COLABORADORES LITERÁRIOS

COLABORADORES LITERÁRIOS
COLABORADORES LITERÁRIOS: Paula Freire, Amaro Mendonça, António Carlos Santos, António Torrão, Fernando Calado, Conceição Marques, Humberto Silva, Silvino Potêncio, António Orlando dos Santos, José Mário Leite. Maria dos Reis Gomes, Manuel Eduardo Pires, António Pires, Luís Abel Carvalho, Carlos Pires, Ernesto Rodrigues, César Urbino Rodrigues e João Cameira.
N.B. As opiniões expressas nos artigos de opinião dos Colaboradores do Blogue, apenas vinculam os respetivos autores.

sexta-feira, 14 de maio de 2021

A MORTE DE MOUSTAPHA

Por: Humberto Pinho da Silva 
(colaborador do "Memórias...e outras coisas...")

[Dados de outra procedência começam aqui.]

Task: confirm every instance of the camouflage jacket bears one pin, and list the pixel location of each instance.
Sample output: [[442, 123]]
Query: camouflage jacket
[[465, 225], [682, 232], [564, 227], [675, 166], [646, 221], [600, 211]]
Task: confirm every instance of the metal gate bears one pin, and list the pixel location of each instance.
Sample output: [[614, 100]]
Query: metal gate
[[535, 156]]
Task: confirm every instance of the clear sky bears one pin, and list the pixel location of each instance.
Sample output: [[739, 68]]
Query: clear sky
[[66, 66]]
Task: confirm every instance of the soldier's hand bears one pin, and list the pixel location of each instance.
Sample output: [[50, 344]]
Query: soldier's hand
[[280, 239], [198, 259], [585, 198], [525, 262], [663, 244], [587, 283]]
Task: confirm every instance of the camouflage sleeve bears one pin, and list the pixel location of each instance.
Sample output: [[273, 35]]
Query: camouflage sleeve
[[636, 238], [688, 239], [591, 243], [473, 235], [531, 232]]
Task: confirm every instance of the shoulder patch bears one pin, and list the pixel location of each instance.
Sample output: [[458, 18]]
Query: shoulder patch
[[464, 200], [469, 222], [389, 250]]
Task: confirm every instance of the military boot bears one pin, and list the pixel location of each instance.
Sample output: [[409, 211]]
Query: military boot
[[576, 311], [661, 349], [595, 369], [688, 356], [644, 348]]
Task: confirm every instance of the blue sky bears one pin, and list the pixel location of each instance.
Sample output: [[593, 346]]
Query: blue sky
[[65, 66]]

Hoje, se me permitem, vou tentar condensar, por palavras minhas, curioso livro, que narra a triste história de rafeiro. Cachorrinho que deambulava, vegetando faminto, pelos velhos becos da velha cidade do Havre.
Seu nome era Moustapha; e o autor da obra: Adolfo Destryes, escritor do século XIX.
Moustapha era solitário, pobre e infeliz, maltratado pelos homens e escorraçado pelas certeiras pedradas do garotio.
Uma noite, junto a fontanário, depara com Roberto, jovem nada caritativo, mas embriagado, como era o caso, tinha rasgos de generosidade.
Roberto olha compassivo, o cachorrinho, e movido de ingente compaixão, lava-lhe carinhosamente as sangrentas feridas, que alastram pelo macerado corpo; e cobre-as com trapos que encontra junto ao velho fontanário.
Estonteado pelo sono, toldado pelo álcool, adormece profundamente.
Despertado pela ténue luminosidade matutina; acorda estremunhado. Para espanto seu, verifica que o animal, permanece aninhado a seus pés.
Roberto, brutalmente, enxota-o, pontapeando-o com agressividade.
Moustapha, angustiado, atira-lhe olhar tão meigo, tão enternecido, tão compungido e doce, que num ímpeto gesto de bom samaritano, o moço leva-o para casa, carinhosamente aconchegado no regaço.
Foram ditosos os anos que viveram em mútua companhia. Moustapha era grato ao benfeitor, e não se cansava de lhe lamber as calejadas mãos.
Mas hedionda mazela de pele recobre novamente, o corpo do bicho; o cachorrinho torna-se asqueroso.
Roberto não o quer em sua casa. Ainda, num rasgo de piedade, pensa leva-lo ao veterinário, mas na cidade, nessa remota época, não havia.
Resolve, então, matá-lo.
Numa fria e caliginosa noite, enquanto a cidade dormia sob o negro manto da cerração, suspende-lhe pesada pedra ao pescoço, e lança-o impiedosamente, ao rio, nas águas geladas e turvas do Sena.
Moustapha, a exemplo de velhos mártires, em circo romano, sofre atrozmente. Chora tristemente, mas não solta gemido, nem resiste ao algoz que ama.
No gesto de o lançar nas águas correntes, cai-lhe o boné ao rio.
Desesperado tenta retirá-lo, mas no negrume da noite, a tentativa foi vão.
Desalentado, regressa a casa, mais abatido pela perda do boné, que remorsos da barbaridade.
Mal havia decorrido uma hora, sente mexer-lhe levemente na porta. Levanta-se estremunhado, e para surpresa sua, era Moustapha, com o boné entre os dentes.
O cão estava em estado lastimoso, enlameado, ensanguentado e fétido.
Num gesto autómato de gratidão, abraça-o calorosamente. As lágrimas escorrem-lhe pela face tostada.
Arquejando, o animal solta estridente berro, numa convulsão estertorante.
Moustapha morre. De alegria? De tristeza? Nunca se saberá.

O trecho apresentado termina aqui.